TL;DR

Researchers at Korea University trained a 4-billion-parameter model to solve competition-level math problems by writing and executing code instead of reasoning in natural language. Their framework, THINC, scored 78.1% across five elite benchmarks — beating Qwen3-235B-A22B-Thinking (75.2%), a model with roughly 60x more parameters. The trick: code does the reasoning, the Python interpreter verifies every step, and natural language shows up only for a brief planning sentence at the start. 99.2% of the model’s answers come directly from interpreter output, leaving almost no room for the hallucinated arithmetic that plagues chain-of-thought reasoning.

When I Saw the Benchmark Table, I Checked It Twice

I spend a lot of time reading papers about LLM reasoning, enough to be skeptical when a title promises a small model beating a large one. Usually the benchmark is cherry-picked, the comparison is unfair, or the margin vanishes under scrutiny. So when THINC’s paper showed a 4B model outperforming Qwen3-235B on four out of five competition-level math benchmarks, I went straight to the methodology section before reading anything else.

The claim checks out, and the reason it works is surprisingly clean: instead of letting the model reason in English and occasionally call a code interpreter, you make code the entire reasoning medium. The natural language reasoning step, the one where most models hallucinate calculations, gets reduced to a single planning sentence. Everything else is Python.

I’ve been thinking about this result for a few days now, and it changes how I think about where reasoning capability actually lives in these models. The bottleneck was the reasoning medium, not the model’s problem-solving ability. (This connects to a pattern I’ve noticed across recent model reviews — how you use the model can matter more than how big it is.)

The Problem THINC Solves

Most “tool-integrated reasoning” (TIR) systems follow the same pattern: the model writes natural language reasoning, calls a code interpreter to verify something, reads the output, then continues reasoning in natural language. Systems like ASTER, ReTool, and ToRA all work this way. The model thinks in English and uses code as a calculator.

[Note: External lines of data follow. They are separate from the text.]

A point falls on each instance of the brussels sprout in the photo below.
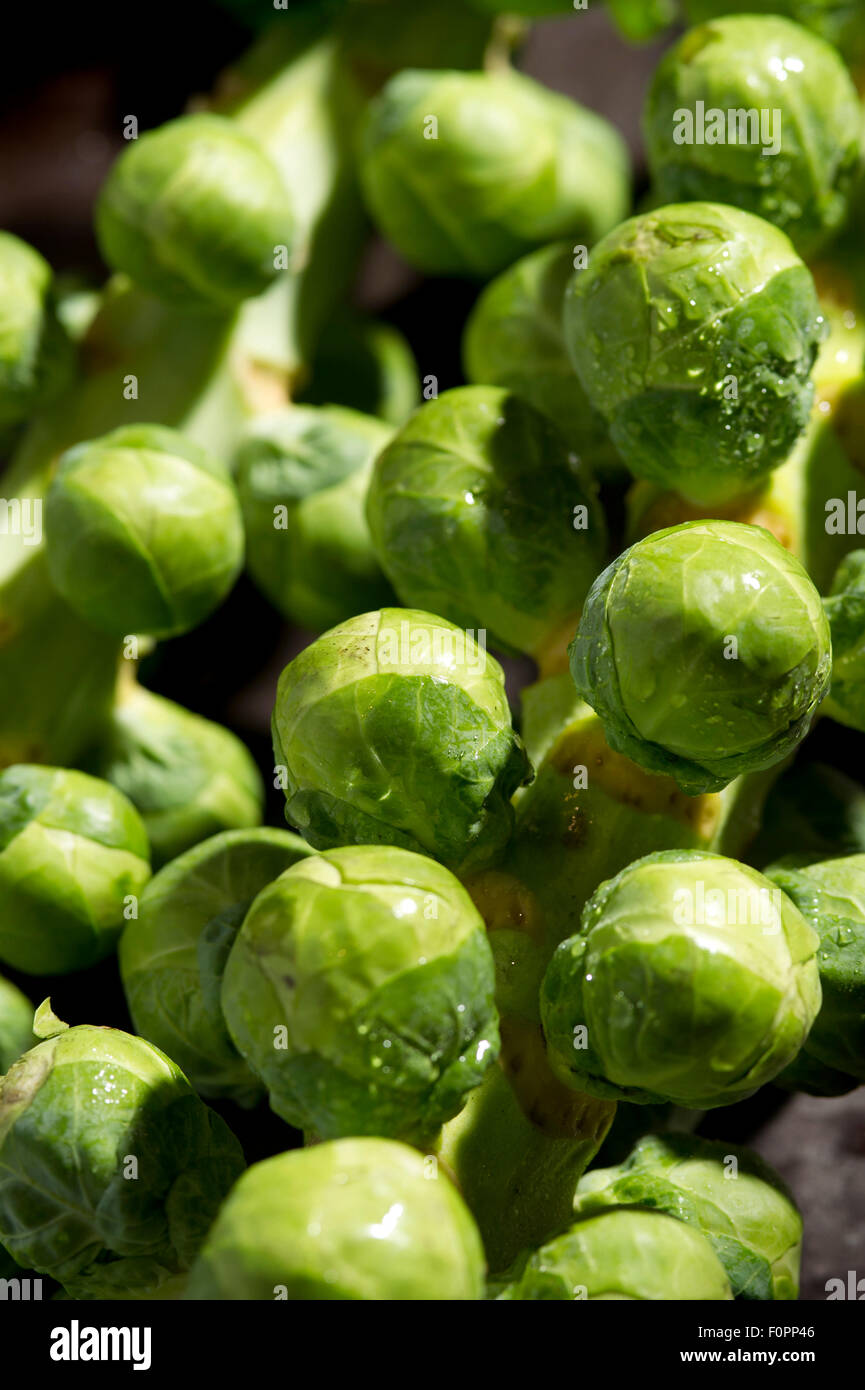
(394, 729)
(113, 1169)
(643, 20)
(691, 979)
(195, 211)
(365, 366)
(479, 512)
(846, 613)
(791, 499)
(187, 776)
(758, 113)
(814, 809)
(588, 813)
(35, 353)
(830, 895)
(705, 651)
(302, 480)
(359, 988)
(15, 1023)
(619, 1254)
(520, 1146)
(737, 1201)
(694, 331)
(143, 531)
(839, 21)
(466, 171)
(359, 1218)
(515, 338)
(73, 858)
(173, 957)
(536, 9)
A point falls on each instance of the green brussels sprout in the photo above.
(187, 776)
(730, 1194)
(15, 1023)
(74, 858)
(515, 338)
(840, 22)
(705, 651)
(358, 1218)
(394, 729)
(780, 113)
(623, 1254)
(536, 9)
(830, 895)
(366, 366)
(302, 478)
(694, 331)
(693, 979)
(143, 531)
(519, 1147)
(846, 612)
(814, 809)
(466, 171)
(359, 988)
(35, 353)
(643, 20)
(195, 211)
(113, 1169)
(479, 512)
(173, 957)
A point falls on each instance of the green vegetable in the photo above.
(359, 988)
(643, 20)
(479, 512)
(302, 480)
(815, 809)
(173, 955)
(394, 729)
(846, 612)
(143, 531)
(791, 502)
(187, 776)
(694, 331)
(74, 859)
(195, 213)
(760, 113)
(110, 1166)
(830, 895)
(728, 1193)
(35, 353)
(691, 980)
(519, 1147)
(588, 813)
(365, 366)
(359, 1218)
(705, 651)
(515, 338)
(623, 1254)
(15, 1023)
(465, 173)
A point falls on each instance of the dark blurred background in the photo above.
(75, 74)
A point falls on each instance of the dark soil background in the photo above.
(77, 71)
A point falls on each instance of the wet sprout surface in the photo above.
(433, 667)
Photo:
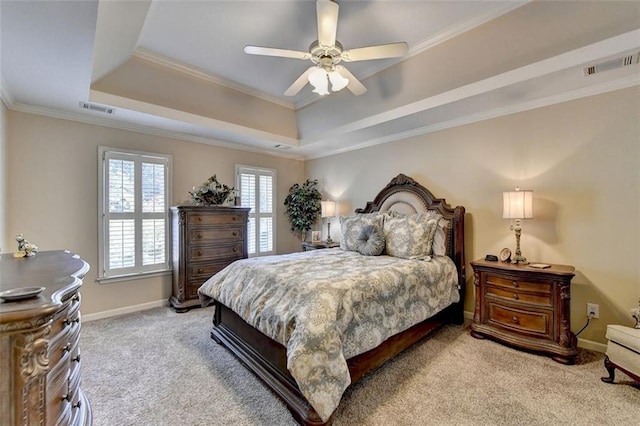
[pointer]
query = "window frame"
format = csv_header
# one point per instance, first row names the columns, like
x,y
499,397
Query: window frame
x,y
104,273
257,171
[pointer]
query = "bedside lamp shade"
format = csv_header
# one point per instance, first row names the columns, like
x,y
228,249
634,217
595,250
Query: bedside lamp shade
x,y
328,211
328,208
517,205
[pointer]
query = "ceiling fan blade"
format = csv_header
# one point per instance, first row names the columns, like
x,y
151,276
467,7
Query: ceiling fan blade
x,y
327,14
354,85
299,83
381,51
270,51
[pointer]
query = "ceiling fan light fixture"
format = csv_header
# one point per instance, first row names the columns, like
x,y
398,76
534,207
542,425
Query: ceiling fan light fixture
x,y
318,79
338,82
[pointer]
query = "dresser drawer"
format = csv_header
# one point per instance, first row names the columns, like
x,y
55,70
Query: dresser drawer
x,y
58,396
203,218
515,294
522,284
201,234
221,252
530,322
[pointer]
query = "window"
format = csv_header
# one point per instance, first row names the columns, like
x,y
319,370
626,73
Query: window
x,y
257,188
134,214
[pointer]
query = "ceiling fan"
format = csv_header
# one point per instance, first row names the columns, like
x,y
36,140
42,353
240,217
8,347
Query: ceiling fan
x,y
326,53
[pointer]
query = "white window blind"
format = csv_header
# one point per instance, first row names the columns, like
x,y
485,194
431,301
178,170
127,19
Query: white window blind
x,y
256,186
134,214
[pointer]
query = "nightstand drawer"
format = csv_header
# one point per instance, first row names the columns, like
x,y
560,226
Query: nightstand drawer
x,y
539,287
535,298
207,270
524,321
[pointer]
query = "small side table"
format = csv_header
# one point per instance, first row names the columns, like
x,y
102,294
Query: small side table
x,y
308,246
525,307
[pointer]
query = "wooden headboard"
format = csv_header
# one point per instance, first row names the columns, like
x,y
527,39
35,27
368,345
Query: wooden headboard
x,y
405,195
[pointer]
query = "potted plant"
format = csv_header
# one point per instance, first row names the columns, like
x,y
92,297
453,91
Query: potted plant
x,y
303,206
211,193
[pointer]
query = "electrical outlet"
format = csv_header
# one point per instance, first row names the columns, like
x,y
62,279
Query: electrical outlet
x,y
593,310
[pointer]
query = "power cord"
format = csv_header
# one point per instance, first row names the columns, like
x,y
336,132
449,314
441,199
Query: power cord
x,y
585,326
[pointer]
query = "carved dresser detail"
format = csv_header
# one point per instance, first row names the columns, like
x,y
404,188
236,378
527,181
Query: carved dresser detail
x,y
39,353
205,240
525,307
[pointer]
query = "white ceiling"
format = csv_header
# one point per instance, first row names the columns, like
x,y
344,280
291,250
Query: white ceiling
x,y
52,52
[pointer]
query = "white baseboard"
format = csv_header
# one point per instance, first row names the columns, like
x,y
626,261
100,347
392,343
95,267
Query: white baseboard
x,y
591,345
125,310
582,343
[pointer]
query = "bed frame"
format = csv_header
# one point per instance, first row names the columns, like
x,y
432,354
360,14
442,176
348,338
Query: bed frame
x,y
267,358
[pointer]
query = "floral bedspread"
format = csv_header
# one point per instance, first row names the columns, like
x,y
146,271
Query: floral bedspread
x,y
326,306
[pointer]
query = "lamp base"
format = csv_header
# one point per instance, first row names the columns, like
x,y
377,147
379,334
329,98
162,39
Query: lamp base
x,y
519,260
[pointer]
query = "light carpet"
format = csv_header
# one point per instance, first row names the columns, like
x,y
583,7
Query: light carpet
x,y
157,367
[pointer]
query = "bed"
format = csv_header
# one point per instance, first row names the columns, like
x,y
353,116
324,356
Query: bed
x,y
275,350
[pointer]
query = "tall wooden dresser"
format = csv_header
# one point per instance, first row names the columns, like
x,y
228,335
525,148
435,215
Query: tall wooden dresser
x,y
39,353
205,240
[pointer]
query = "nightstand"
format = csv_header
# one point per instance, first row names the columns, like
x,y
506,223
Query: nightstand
x,y
525,307
308,246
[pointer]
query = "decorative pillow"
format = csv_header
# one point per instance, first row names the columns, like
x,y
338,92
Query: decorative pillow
x,y
351,226
440,240
371,241
410,237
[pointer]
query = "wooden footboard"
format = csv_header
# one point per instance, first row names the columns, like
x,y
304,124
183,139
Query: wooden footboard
x,y
268,358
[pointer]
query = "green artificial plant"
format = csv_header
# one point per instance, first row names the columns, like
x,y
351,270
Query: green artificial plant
x,y
303,206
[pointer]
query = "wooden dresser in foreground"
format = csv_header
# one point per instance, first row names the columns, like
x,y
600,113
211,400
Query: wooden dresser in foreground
x,y
205,240
39,353
525,307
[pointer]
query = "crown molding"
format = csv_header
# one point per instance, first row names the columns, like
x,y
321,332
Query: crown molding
x,y
89,118
181,68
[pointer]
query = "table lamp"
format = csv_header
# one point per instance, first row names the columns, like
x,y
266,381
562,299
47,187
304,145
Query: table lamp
x,y
517,205
328,211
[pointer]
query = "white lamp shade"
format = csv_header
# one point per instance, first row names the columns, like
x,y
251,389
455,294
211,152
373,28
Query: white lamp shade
x,y
338,82
319,81
328,208
517,205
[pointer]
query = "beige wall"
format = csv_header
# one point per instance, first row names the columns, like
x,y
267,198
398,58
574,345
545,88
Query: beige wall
x,y
52,197
580,158
3,175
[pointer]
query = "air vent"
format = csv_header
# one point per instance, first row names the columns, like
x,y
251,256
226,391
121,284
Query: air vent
x,y
623,61
98,108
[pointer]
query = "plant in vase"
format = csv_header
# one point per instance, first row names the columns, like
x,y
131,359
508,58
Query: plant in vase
x,y
25,248
212,193
303,206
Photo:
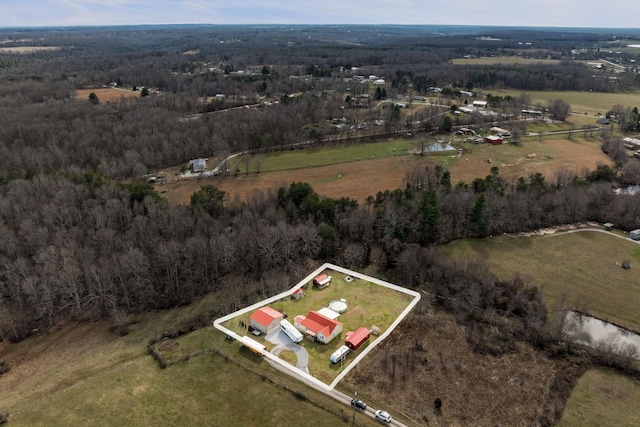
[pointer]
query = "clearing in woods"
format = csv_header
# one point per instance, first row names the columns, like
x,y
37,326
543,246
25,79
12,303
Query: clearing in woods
x,y
106,94
360,179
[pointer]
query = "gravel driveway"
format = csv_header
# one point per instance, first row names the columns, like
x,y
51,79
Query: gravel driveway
x,y
283,342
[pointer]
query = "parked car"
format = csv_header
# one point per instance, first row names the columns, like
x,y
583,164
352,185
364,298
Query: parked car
x,y
383,416
358,404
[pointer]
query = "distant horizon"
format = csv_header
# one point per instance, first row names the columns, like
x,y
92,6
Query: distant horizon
x,y
91,13
275,25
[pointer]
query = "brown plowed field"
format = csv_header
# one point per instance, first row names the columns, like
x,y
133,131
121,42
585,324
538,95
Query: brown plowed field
x,y
365,178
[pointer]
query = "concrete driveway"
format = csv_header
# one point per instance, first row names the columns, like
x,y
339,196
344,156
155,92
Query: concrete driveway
x,y
283,342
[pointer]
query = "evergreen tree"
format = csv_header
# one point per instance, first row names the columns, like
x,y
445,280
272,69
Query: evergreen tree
x,y
430,208
478,216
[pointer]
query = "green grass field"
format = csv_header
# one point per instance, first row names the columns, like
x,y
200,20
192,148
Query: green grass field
x,y
369,304
581,266
603,397
84,375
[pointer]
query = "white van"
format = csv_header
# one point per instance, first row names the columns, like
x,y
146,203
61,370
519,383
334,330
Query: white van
x,y
291,331
339,354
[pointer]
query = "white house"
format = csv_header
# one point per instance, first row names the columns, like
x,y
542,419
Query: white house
x,y
198,165
265,319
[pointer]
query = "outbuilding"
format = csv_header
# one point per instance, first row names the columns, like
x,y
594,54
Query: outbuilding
x,y
265,319
493,139
198,165
322,281
318,327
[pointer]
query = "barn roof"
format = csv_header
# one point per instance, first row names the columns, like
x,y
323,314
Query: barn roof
x,y
318,323
265,315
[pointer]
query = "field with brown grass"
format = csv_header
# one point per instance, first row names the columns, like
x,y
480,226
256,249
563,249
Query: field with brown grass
x,y
106,94
363,178
427,357
28,49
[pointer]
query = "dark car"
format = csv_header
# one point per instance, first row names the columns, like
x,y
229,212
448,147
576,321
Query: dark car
x,y
359,404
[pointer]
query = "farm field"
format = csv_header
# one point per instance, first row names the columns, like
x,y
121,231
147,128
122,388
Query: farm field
x,y
581,266
369,304
591,103
76,374
599,395
106,94
428,357
363,178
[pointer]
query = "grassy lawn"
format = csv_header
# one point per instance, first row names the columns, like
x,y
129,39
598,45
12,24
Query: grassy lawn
x,y
581,101
368,305
581,266
603,397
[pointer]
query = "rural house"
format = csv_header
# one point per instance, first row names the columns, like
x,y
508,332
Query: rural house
x,y
322,281
318,327
265,319
493,139
298,293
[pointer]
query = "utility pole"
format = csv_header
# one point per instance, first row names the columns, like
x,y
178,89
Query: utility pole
x,y
353,423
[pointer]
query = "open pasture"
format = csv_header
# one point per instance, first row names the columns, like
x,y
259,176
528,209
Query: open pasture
x,y
358,179
28,49
603,397
582,266
581,102
106,94
504,60
81,374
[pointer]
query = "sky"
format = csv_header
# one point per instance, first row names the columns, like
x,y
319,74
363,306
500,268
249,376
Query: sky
x,y
542,13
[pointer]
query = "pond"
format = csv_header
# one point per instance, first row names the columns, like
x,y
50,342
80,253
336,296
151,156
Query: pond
x,y
596,333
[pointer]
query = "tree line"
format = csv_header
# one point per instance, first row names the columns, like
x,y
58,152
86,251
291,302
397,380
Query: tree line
x,y
82,246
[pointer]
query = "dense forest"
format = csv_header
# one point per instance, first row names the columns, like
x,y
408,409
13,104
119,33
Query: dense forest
x,y
83,238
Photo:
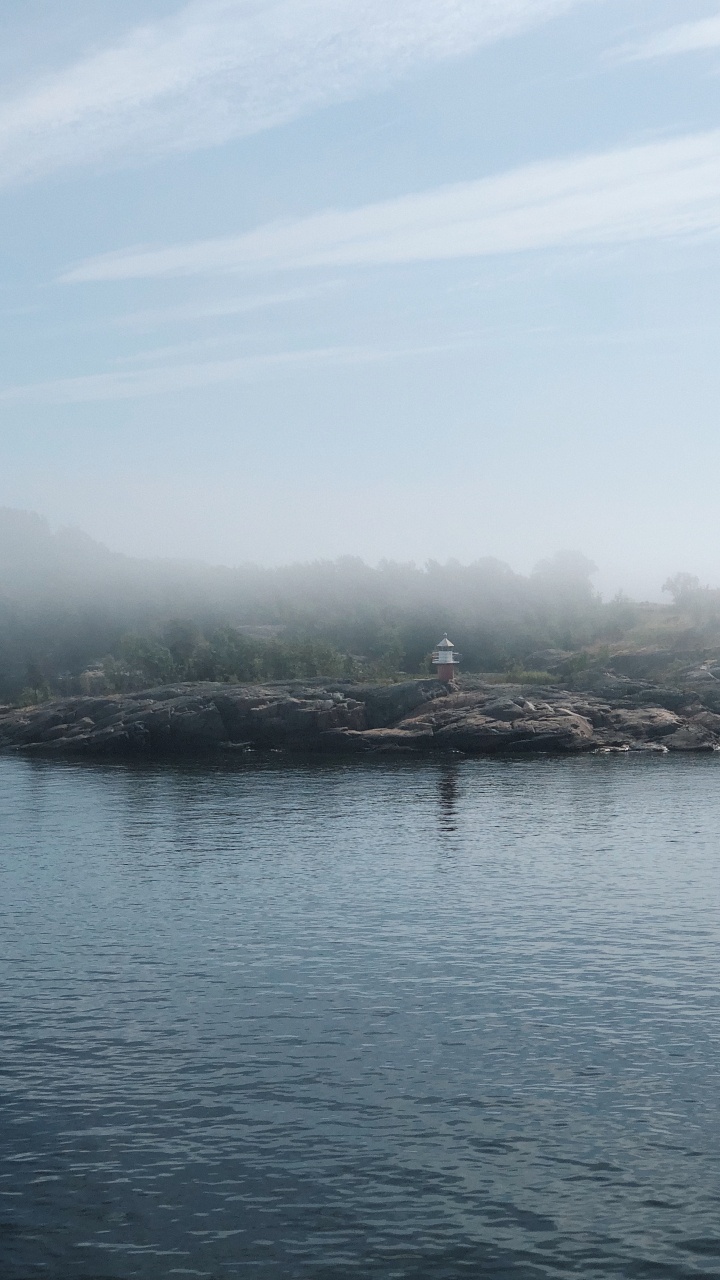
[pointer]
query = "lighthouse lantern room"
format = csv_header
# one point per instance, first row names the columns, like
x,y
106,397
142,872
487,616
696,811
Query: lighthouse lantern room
x,y
446,659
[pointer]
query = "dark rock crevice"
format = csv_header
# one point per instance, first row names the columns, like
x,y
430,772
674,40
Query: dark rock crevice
x,y
415,716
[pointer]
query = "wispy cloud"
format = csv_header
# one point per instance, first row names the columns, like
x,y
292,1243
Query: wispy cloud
x,y
655,191
687,37
220,69
178,376
191,312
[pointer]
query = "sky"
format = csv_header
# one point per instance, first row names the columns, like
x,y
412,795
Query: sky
x,y
406,279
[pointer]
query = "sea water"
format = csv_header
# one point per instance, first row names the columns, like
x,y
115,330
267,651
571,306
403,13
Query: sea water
x,y
384,1018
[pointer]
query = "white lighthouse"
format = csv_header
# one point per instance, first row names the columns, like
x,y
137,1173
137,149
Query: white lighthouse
x,y
446,659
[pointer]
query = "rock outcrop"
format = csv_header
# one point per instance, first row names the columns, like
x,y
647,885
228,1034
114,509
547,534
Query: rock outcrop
x,y
319,716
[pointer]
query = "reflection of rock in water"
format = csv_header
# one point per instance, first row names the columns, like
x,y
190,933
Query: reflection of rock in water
x,y
447,795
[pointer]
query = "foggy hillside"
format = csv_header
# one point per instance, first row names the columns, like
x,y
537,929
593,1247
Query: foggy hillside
x,y
73,612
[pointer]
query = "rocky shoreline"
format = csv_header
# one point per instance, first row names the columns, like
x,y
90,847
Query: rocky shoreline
x,y
418,716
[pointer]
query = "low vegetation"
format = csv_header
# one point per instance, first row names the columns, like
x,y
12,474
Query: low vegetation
x,y
76,617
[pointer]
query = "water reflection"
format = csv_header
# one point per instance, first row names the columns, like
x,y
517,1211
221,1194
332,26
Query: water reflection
x,y
447,799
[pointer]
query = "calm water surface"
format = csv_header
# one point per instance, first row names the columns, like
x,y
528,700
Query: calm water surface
x,y
391,1019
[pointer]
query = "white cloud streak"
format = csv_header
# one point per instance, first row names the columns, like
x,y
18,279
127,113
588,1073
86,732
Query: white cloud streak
x,y
165,379
222,69
687,37
660,190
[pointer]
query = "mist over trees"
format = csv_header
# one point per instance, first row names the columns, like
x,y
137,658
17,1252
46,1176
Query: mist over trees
x,y
74,616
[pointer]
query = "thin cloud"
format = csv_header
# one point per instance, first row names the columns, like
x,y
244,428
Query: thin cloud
x,y
646,192
191,312
220,69
687,37
164,379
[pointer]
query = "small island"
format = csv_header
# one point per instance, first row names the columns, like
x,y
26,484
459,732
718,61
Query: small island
x,y
336,717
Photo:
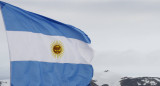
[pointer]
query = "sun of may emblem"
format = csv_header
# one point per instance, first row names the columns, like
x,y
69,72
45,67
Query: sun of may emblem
x,y
57,49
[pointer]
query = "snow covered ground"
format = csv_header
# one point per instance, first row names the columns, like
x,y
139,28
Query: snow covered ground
x,y
107,77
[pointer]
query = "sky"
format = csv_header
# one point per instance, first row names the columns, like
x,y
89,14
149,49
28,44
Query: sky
x,y
124,33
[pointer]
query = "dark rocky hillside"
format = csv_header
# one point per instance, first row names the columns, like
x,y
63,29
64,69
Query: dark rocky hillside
x,y
140,81
93,83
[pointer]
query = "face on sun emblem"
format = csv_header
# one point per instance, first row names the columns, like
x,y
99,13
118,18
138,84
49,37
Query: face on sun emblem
x,y
57,49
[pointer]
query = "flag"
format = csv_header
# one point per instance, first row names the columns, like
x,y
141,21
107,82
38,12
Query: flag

This creates three specific failure modes:

  1. Code verifies instead of derives. The model does the actual reasoning in natural language, then writes code to check its work. If the NL reasoning is wrong, the verification code often just implements the same mistake.

  2. Unverified arithmetic slips through. Between code blocks, the model performs mental math in natural language. Numbers get rounded, carried incorrectly, or fabricated. The interpreter never sees these intermediate calculations.

  3. The model second-guesses the interpreter. After getting a code output, TIR models sometimes override it with their own natural language reasoning, literally ignoring verified computation in favor of vibes.

THINC’s fix is structural: don’t let the model reason in natural language at all (past the initial plan). Every derivation, every intermediate value, every calculation runs through the Python interpreter. The model’s job is to write code that solves the problem, and the interpreter’s job is to produce the answer.

How THINC Works

The framework has three stages: trajectory distillation, supervised fine-tuning (SFT), and reinforcement learning (RL). Each stage is straightforward on its own. The contribution is how they’re combined to force code-centric behavior.

Stage 1: Distilling Code-Centric Trajectories

The team used Qwen3.5-27B as a teacher model, prompting it with 3-shot examples to produce code-centric solutions for math problems from Skywork-OR1 and OpenMathReasoning. They filtered aggressively:

  • Only correct answers kept
  • All code blocks must execute without errors
  • At least three code blocks per trajectory
  • Less than 50% of tokens spent on natural language planning

This yielded 12,200 trajectories where code genuinely carries the reasoning. A THINC trajectory looks like this:

# Planning thought (NL): "This is a combinatorics problem.
# I'll enumerate valid (a,b) pairs where a+b+ab ≤ 100."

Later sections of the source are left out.